Таким образом, получив возможность указывать, что он прошел стажировку в двух странах, Артур открыл приемную на Девоншир-плейс, был принят в члены Офтальмологического общества и начал ждать пациентов. Он также надеялся получать работу от светил профессии, которые часто были слишком заняты, чтобы самим заниматься определением рефракций. Некоторые считали это неблагодарной тратой времени, однако Артур полагал себя компетентным в этой области и твердо рассчитывал на наплыв работы в самом ближайшем будущем.
Приемная на Девоншир-плейс состояла из комнаты для ожидания и консультационного кабинета. Однако несколько недель спустя он уже начал пошучивать, что это просто две комнаты для ожидания и что ожиданием занимается он, Артур. Не терпя безделия, он садился за стол и писал. Теперь он поднаторел в литературной игре и обратился к одному из нынешних ее прельщений – журнальной беллетристике. Артур любил решать задачи, а задача была следующей: журналы печатали два рода прозы: либо произведения с продолжениями, которые приковывали интерес читателей из недели в неделю, из месяца в месяц, либо самостоятельные однономерные рассказы. Беда рассказов заключалась в том, что чаще они не предлагали вам материала, чтобы хорошенько вгрызться. Беда продолжений заключалась в том, что стоило пропустить номер, и вы теряли нить интриги. Приложив свой практичный ум к решению этой задачи, Артур представил себе объединение достоинств этих двух жанров: серию рассказов, каждый законченный, однако со сквозными персонажами, уже завоевавшими читательские симпатии или неодобрение.
Следовательно, ему необходим центральный персонаж, которому постоянно выпадают разнообразные приключения. Совершенно очевидно, тут подходят мало какие профессии. Размышляя над этой задачей на Девоншир-плейс, он начал прикидывать, а не сочинил ли он уже подходящего кандидата. Пара его не имевших успеха романов включала сыщика-консультанта, протагонистом которому послужил Джозеф Белл, хирург эдинбургской больницы: проницательнейшая наблюдательность, за которой следуют острейшие дедуктивные выводы, – вот ключ не только к медицинским диагнозам, но и криминалистическим. Своему сыщику Артур первоначально дал имя Шеридан Хоуп. Но имя это казалось не слишком подходящим, и в процессе сочинения рассказов Шеридан Хоуп изменился сначала в Шеррингфорда Холмса, а затем – неизбежно, как это представлялось впоследствии, – в Шерлока Холмса.
Джордж
Письма и мистификации продолжались: воззвание Сапурджи к совести преступников, казалось, только подстрекнуло их. Газеты теперь извещали, что дом священника – меблированные комнаты, предлагающие самые низкие цены; что это скотобойня; что оттуда по заказу можно получить бесплатные образчики дамских корсетов. Джордж якобы заделался окулистом; он, кроме того, предлагает бесплатные юридические советы и имеет лицензию заказывать билеты и гостиницы для путешественников по Индии и Дальнему Востоку. Доставляемого угля хватило бы и на броненосец; доставляются энциклопедии вместе с живыми гусями.

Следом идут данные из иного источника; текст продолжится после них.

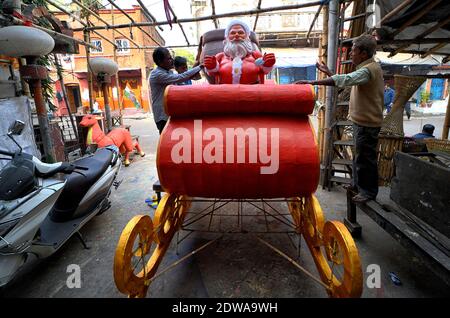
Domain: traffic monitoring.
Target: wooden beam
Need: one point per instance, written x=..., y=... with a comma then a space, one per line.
x=416, y=17
x=217, y=16
x=424, y=34
x=257, y=15
x=433, y=49
x=413, y=51
x=395, y=11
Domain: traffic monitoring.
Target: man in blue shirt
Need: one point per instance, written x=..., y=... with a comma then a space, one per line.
x=160, y=78
x=389, y=95
x=180, y=64
x=427, y=132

Невозможно вечно оставаться в подобном нервном напряжении, и мало-помалу обитатели дома начинают ощущать преследования как привычную рутину. С рассветом участок осматривается, доставки отсылаются обратно, разочарованным искателям мифических услуг даются объяснения, а Шарлотта даже достигла совершенства в умиротворении священников, вызванных из дальних графств отчаянными просьбами о незамедлительной помощи.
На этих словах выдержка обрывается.